View Point
March 27, 2009
Can small offshore centres survive?

The banking crisis of 2008/2009 has already been the focus of a great deal of attention throughout the media, which often assumes full knowledge and understanding of what indeed is a bank. A bank is a financial institution whose primary function is to act as a transactions agent for customers, some of whom lend to the bank by way of deposits while others borrow in the form of loans.{{more}} The activities of banks can be further divided into retail banking, dealing directly with individuals and small businesses; business banking, providing services to mid-market businesses; corporate banking, directed at large business entities, and investment banking relating to activities in the financial markets. These latter institutions underwrite, that is, guarantee the sale of stocks and bond issues and advise corporations on capital market activities. In the meantime, merchant banks were traditionally institutions which engaged in trade finance, but modern day merchant banks provide capital to firms in the form of shares rather than loans. Finally private banks manage the assets of high net worth individuals. Offshore banks, often located in jurisdictions with low taxation, are essentially private banks, and this is the category of banks which will be the focus of our discussion.

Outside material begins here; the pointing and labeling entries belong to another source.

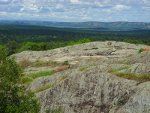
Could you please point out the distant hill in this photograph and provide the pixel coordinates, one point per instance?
(100, 26)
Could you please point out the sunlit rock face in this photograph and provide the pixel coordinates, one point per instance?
(101, 77)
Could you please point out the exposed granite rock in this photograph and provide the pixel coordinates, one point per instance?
(89, 86)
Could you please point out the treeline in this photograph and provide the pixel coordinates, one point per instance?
(21, 38)
(14, 47)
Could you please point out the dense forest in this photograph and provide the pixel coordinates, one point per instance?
(18, 38)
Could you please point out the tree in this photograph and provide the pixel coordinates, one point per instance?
(13, 97)
(12, 47)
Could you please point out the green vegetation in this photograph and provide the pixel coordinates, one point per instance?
(38, 38)
(13, 97)
(57, 110)
(26, 80)
(42, 88)
(40, 74)
(83, 68)
(141, 50)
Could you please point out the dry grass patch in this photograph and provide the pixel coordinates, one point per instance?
(133, 76)
(42, 88)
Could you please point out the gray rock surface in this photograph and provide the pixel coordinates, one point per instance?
(89, 85)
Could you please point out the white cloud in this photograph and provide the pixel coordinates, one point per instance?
(74, 1)
(121, 7)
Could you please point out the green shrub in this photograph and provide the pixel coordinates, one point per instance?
(13, 96)
(141, 50)
(41, 74)
(42, 88)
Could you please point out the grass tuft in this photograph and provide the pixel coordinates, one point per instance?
(42, 88)
(41, 74)
(133, 76)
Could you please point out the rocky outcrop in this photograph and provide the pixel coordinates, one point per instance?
(91, 83)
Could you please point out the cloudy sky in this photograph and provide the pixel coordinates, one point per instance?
(76, 10)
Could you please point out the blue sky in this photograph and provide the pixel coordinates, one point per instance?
(76, 10)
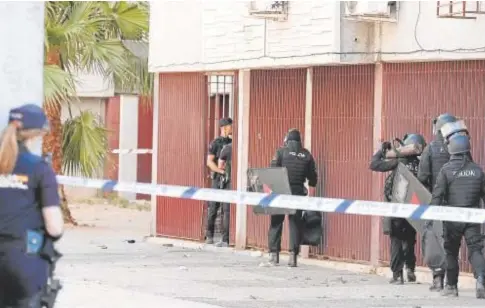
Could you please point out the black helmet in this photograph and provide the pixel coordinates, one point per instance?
(459, 144)
(292, 135)
(442, 120)
(414, 139)
(452, 128)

The financial services industry has proven to be of vital importance to the economic well being of many small international financial services centres and is a major driver of high per capita GDP figures. Success will come to those jurisdictions that can genuinely add value to international transactions and operate in a well structured regulatory environment. Often it is a mixture of timing, geographical location, personal connection or spotting an opportunity why some centres have developed. Bermuda developed as a captive insurance domicile due to high premiums in the U.S. corporate market and its geographical convenience to the U.S. mainland. Using a captive insurer is a risk-management technique where a business forms its own insurance company subsidiary to write insurance exclusively for its core business. The types of risk that a captive can underwrite for its parent includes property damage, public and products liability, professional indemnity, employee benefits and medical aid expenses. Captives generally retain a portion of the overall risk and reinsure the remainder. The British Virgin Islands took off as an offshore centre in the late 1980s following the instability of Panama during and after the Noriega era when many service providers established operations in the BVI. In the 1970s the Cayman Islands took advantage of the perceived instability that was being associated with the Bahamas’ march towards independence. Both countries lost substantial business, but are now thriving jurisdictions again, having regained confidence of the international community. The Netherland Antilles had a helpful double taxation agreement with the U.S. that made it a major centre for U.S. corporate borrowing in international markets. So successful that the U.S. eliminated the benefits with the stroke of a pen. Likewise the BVI had a double tax treaty with the U.K. that was also cancelled for a similar reason by the stroke of a pen. During the period of these agreements, both jurisdictions gained a measure of prominence and have, therefore, continued to thrive.

The main reason why people move money offshore is not because of tax benefits but rather asset protection, that is, to protect their assets from predators who may be permitted access under a country’s domestic legislation. An International Business Corporation (IBC) is a legal entity, incorporated in a tax haven which is free from all local taxes except a small annual fee. The IBC cannot conduct business in the country of incorporation. These companies are commonly used for offshore banking to conduct international trade, investment activities and for asset protection. It would be important to carefully check the credentials of persons applying for the registration of IBCs since they could be used for offshore banking which a jurisdiction may lack the capacity to properly supervise.

The U.S. President has stated that his country loses in excess of US$100m a year because corporations set up mailboxes everywhere to avoid paying taxes. St. Vincent and the Grenadines has passed limited liability companies legislation to attract such entities to its jurisdiction. We live in a competitive world where countries jealously guard their own self-interests and the interests of their lobbyists. The banana lobby in the U.S. is a case in point. The U.S. and EU’s fear of leakage of capital and revenues is such that their not-so-subtle goal is to eliminate most small international financial centres or at least to neutralize their threat. While trumpeting their support for globalization of financial services and the desirability of opening all markets to products and services, they continue to impose unequal, burdensome and anticompetitive regulations on these centres.

St. Vincent and the Grenadines is yet to develop a niche in the international financial services business, on which to launch itself as a serious centre with growth potential. Even in the ship registration business where the country had an early start, more recent entrants like Antigua have forged ahead. Nevertheless, St. Vincent and the Grenadines should lend support to the established small international financial services centres in their attempt to devise strategies to counter this most recent threat by countries in the North to the viability of these centres, while making a determined effort to position itself to share in the rewards which have been accruing to this lucrative sector.